I tried to surface this earlier, and I said that I think you guys need to be engaged in a dialogue with the public, because I had the exact same example with my health care records. I don't want someone to see them on any given day, but if I'm lying in the street dying, I definitely want people to have access to them.

The honest truth is that there are no simple answers to these questions.

One of the key things I am trying to convey to you—and I think Professor Clarke is as well— is that we need to be thinking about what culture and what norm we want to build in this country around how we are going to manage these things. The opportunity space for us to do something different is there, but if the public doesn't come along and we don't move, then there's going to be an efficiency tax, an opportunity tax that we all pay as Canadians but that other countries won't be paying as they do things differently.

How are we going to not just build this infrastructure, but bring the public along and build something that they have trust and confidence in, and that they see as infrastructure they can rely on, not just from a technical perspective but from a trust and privacy perspective?

I'm sorry, but I don't have a better answer for you.

I think you're exactly right to note that people sort of want it all.

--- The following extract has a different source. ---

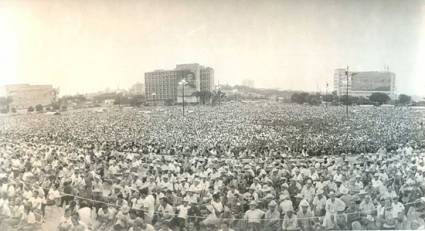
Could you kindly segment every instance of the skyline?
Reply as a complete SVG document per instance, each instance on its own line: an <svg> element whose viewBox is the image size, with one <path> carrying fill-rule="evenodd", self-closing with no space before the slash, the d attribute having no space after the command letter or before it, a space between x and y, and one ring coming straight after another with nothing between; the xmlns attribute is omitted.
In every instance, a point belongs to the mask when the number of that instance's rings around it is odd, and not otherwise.
<svg viewBox="0 0 425 231"><path fill-rule="evenodd" d="M397 92L423 95L424 3L3 1L0 85L128 89L145 72L200 63L220 84L323 91L348 65L389 66Z"/></svg>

On this point, I think the committee should be really careful with how it interprets a lot of the data we currently have on citizens' preferences with regard to government data collection and use, because most of these surveys don't actually present the realistic trade-offs to citizens.

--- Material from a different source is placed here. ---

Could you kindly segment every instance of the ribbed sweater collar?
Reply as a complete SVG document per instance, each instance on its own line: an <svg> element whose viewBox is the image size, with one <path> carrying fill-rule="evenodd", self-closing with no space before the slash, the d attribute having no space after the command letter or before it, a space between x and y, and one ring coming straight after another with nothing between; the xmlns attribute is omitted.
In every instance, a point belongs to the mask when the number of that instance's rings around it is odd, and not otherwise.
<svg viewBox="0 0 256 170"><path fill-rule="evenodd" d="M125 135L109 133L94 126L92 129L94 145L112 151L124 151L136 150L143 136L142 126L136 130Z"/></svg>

You'll find countless surveys that suggest that Canadians are very uncomfortable with certain types of data being collected, used in certain ways and combined with other datasets. There's a line around whether people would want government to collect data and then use it for purposes other than what it was originally collected for. Of course people reply “no” when the situation is presented like that.

We need to move to surveys and studies that, instead, say that data may be used for purposes other than that for which it was collected “if it means that wait times are shorter at hospitals” or “if it means that you could be made aware of all the tax benefits you're not claiming right now that could save you thousands of dollars per year”.

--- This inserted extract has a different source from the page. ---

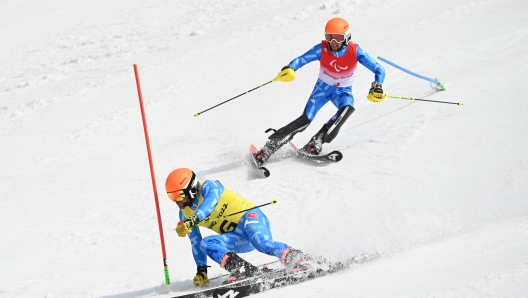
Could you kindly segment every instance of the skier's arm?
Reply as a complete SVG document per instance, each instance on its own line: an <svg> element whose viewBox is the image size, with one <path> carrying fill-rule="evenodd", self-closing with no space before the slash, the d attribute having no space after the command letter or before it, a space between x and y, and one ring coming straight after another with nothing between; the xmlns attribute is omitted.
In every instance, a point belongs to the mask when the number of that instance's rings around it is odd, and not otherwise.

We have to put forward that value proposition, because right now most of our data only asks citizens if, essentially, they want to be surveilled and have their data abused. Everyone's going to say no to that. That's not what we're talking about here. These are really important trade-offs in the efficiency of government and the quality of the services it provides, with questions around data use, some of which are privacy-related but many more of which get into questions of broader governance issues.

I think it's important to be careful with how you're interpreting the data from those surveys because they're actually not very helpful. They would suggest to you that we should not move forward with many of the reforms that we're putting on the table because they essentially say that citizens care only about privacy, and I'm not sure that those surveys actually capture the real trade-off.